University officials have appointed a committee of faculty, administrators and one student to research the merits of a trimester or quarter academic calendar.
Officials said surveys were distributed to School of Media and Public Affairs and Elliott School of International Affairs students this week to gauge opinion for possible expanded course offerings for the summer. Officials said the schools could be “test cases” for implementation for trimesters
University President Stephen Joel Trachtenberg called for the addition of a 14-week summer session in a December speech, noting that the move would increase GW’s revenue and “efficiency.” The move could potentially allow the University to remain open year-round, keeping academic and residential facilities running at full capacity.
GW would be one of the first schools in the country to use a trimester system, which could have students attend two out of three sessions each year and at least one summer session during their stay. But officials on the committee said a move to a quarter calendar is also being discussed.
“I’ve launched this little boat. I’ll have to wait and see if any bread comes back,” Trachtenberg said, adding that he will give “serious thought” to the committee report, due May 1.
The 17-member committee is set to investigate how a calendar shift would effect staff, finances, students, faculty, academics and general University operations.

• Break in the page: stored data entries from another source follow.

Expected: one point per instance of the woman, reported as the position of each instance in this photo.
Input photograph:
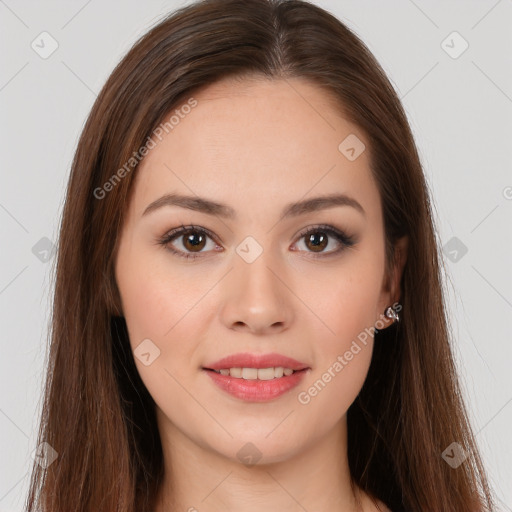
(248, 309)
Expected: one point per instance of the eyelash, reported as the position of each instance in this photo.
(346, 241)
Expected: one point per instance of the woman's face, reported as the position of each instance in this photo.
(262, 277)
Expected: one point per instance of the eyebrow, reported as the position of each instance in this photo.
(210, 207)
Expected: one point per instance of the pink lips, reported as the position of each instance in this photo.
(246, 360)
(256, 390)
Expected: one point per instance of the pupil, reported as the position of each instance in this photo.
(320, 244)
(190, 240)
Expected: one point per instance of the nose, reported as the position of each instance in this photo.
(256, 297)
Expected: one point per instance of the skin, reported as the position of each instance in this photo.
(256, 146)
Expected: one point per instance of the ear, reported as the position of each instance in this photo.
(390, 293)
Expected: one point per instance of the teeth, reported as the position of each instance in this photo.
(256, 373)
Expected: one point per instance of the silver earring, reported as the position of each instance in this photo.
(392, 314)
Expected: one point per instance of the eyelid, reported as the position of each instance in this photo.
(345, 241)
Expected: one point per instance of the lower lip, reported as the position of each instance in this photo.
(257, 390)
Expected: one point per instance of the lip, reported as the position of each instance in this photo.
(256, 390)
(247, 360)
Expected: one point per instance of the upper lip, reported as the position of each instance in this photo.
(247, 360)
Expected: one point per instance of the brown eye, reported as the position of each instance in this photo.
(188, 242)
(194, 241)
(316, 241)
(318, 238)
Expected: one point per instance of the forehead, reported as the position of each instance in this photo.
(255, 142)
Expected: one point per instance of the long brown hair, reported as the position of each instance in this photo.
(97, 414)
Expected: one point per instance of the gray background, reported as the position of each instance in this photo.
(460, 110)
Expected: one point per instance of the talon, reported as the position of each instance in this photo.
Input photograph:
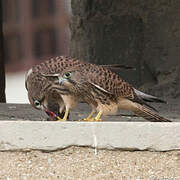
(89, 119)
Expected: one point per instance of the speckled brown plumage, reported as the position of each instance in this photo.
(102, 89)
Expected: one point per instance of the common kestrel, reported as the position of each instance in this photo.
(71, 80)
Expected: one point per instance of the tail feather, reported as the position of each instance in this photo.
(147, 97)
(148, 114)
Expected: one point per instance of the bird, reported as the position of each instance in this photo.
(72, 80)
(42, 95)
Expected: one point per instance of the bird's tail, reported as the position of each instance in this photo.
(148, 114)
(147, 97)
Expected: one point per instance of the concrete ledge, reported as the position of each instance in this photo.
(48, 136)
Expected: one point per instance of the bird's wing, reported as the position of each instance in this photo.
(108, 81)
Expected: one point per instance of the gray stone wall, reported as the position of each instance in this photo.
(142, 34)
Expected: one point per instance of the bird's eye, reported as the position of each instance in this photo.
(36, 103)
(67, 75)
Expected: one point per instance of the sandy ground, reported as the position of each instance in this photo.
(82, 163)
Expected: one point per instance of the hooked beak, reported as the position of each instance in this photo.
(61, 80)
(51, 114)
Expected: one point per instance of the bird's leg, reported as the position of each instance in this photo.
(98, 116)
(89, 118)
(65, 115)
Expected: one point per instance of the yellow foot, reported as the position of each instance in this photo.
(92, 120)
(59, 119)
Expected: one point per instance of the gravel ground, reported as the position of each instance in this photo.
(83, 163)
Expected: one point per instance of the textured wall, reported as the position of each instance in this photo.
(143, 34)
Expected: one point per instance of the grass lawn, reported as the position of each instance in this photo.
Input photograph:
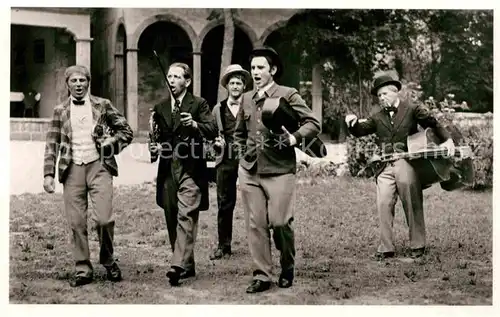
(336, 236)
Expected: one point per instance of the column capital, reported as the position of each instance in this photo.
(83, 39)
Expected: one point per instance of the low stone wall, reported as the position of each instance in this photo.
(29, 129)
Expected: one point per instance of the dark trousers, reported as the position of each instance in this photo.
(227, 174)
(182, 198)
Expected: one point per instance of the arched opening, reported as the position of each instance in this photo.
(291, 75)
(39, 57)
(211, 59)
(120, 97)
(172, 44)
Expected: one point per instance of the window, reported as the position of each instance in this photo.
(39, 51)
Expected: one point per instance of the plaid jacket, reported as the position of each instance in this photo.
(58, 140)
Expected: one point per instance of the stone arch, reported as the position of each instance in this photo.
(248, 30)
(273, 27)
(133, 39)
(120, 68)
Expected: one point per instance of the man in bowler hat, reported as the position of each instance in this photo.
(267, 170)
(236, 80)
(393, 120)
(86, 168)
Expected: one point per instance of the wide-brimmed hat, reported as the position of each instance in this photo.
(77, 69)
(272, 54)
(384, 80)
(235, 69)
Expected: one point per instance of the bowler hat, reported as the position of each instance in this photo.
(267, 51)
(235, 69)
(277, 112)
(384, 80)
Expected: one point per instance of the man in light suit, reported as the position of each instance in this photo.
(182, 183)
(235, 79)
(86, 167)
(393, 120)
(267, 170)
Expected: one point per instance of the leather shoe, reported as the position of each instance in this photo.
(416, 253)
(284, 282)
(258, 286)
(80, 280)
(114, 274)
(174, 276)
(220, 252)
(383, 255)
(187, 274)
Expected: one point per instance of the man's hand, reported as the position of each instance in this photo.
(351, 120)
(290, 138)
(450, 146)
(187, 120)
(49, 184)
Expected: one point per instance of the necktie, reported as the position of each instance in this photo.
(176, 106)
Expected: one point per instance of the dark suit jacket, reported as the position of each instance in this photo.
(58, 142)
(392, 134)
(260, 146)
(191, 151)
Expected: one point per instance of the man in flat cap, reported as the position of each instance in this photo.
(267, 170)
(236, 80)
(393, 120)
(86, 168)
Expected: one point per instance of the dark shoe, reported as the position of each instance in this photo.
(80, 280)
(174, 275)
(258, 286)
(379, 256)
(220, 252)
(187, 274)
(286, 279)
(113, 273)
(416, 253)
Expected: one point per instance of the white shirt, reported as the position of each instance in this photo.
(396, 104)
(172, 101)
(82, 123)
(234, 108)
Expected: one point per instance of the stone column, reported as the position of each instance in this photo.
(83, 51)
(197, 73)
(316, 91)
(132, 110)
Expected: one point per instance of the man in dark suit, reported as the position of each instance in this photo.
(235, 79)
(86, 167)
(183, 120)
(393, 121)
(267, 170)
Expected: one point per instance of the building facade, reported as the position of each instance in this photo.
(117, 45)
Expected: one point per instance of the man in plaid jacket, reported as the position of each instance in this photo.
(86, 167)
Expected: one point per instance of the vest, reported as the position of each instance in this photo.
(82, 143)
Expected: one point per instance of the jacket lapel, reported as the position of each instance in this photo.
(97, 111)
(164, 109)
(66, 118)
(187, 103)
(400, 115)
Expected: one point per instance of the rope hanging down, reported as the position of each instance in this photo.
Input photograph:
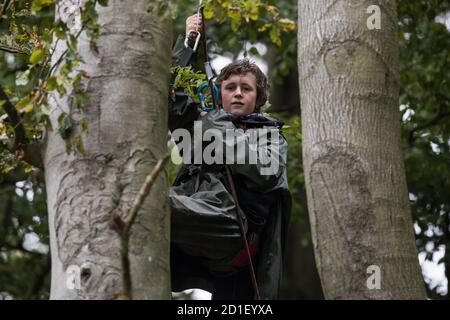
(210, 75)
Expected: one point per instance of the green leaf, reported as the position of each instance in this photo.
(37, 56)
(39, 4)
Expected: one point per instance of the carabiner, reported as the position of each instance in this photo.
(201, 96)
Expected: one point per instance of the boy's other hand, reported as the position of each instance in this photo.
(194, 23)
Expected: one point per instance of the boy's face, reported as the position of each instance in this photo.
(239, 93)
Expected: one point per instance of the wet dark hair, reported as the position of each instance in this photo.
(244, 66)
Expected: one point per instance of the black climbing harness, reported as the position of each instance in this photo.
(185, 57)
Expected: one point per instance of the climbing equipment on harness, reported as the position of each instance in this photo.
(200, 91)
(214, 95)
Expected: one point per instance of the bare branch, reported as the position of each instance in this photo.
(15, 119)
(123, 226)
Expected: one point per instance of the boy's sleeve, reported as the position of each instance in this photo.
(182, 109)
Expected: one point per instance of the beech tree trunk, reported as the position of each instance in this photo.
(355, 177)
(127, 123)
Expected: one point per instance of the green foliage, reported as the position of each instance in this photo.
(187, 79)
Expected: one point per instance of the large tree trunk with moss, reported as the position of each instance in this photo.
(127, 126)
(355, 177)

“We’re getting organized … and we are at the point where we can begin to break down the preliminary issues associated with a calendar change,” said Charles Karelis, co-chair of the group and a research professor of philosophy.
Karelis, former president of Colgate University, is heading the committee with Walter Brown, an assistant professor of higher education.
Karelis said the group will meet weekly as a general body as well as dividing into four sub-committees dealing with finance, students, faculty and general academics.
The committee has a list of dozens of issues to examine, from the potential effects the change would have on everything from student learning to athletic programs, to Commencement exercises, revenue and financial aid needs.
“There are a million different issues out there and we are looking at the costs and benefits of a move,” Karelis said. He also said it is “extremely premature” to discuss whether a switch is realistic and added that it is the committee’s mission to strictly issue a report without making a recommendation.
Executive Vice President for Academic Affairs Don Lehman, who appointed the committee, said the University is looking to “get its set of options defined better.”
Lehman noted that he and Trachtenberg determined one student serving on the committee, senior Amanda Mintzer, is “sufficient.”
Trachtenberg said he was skeptical of potential student contributions, noting that students “add occasional imagination.”
Robert Chernak, senior vice president for student and academic support services, said there are many potential benefits to a calendar change.
“I’m open-minded about it … there are a variety of models that can really be additive in terms of accommodating the needs of certain groups of students,” Chernak said.
Chernak cited availability of high-demand courses during the summer and expanded housing options for students as benefits of a calendar change.
-Kate Stepan contributed to this report.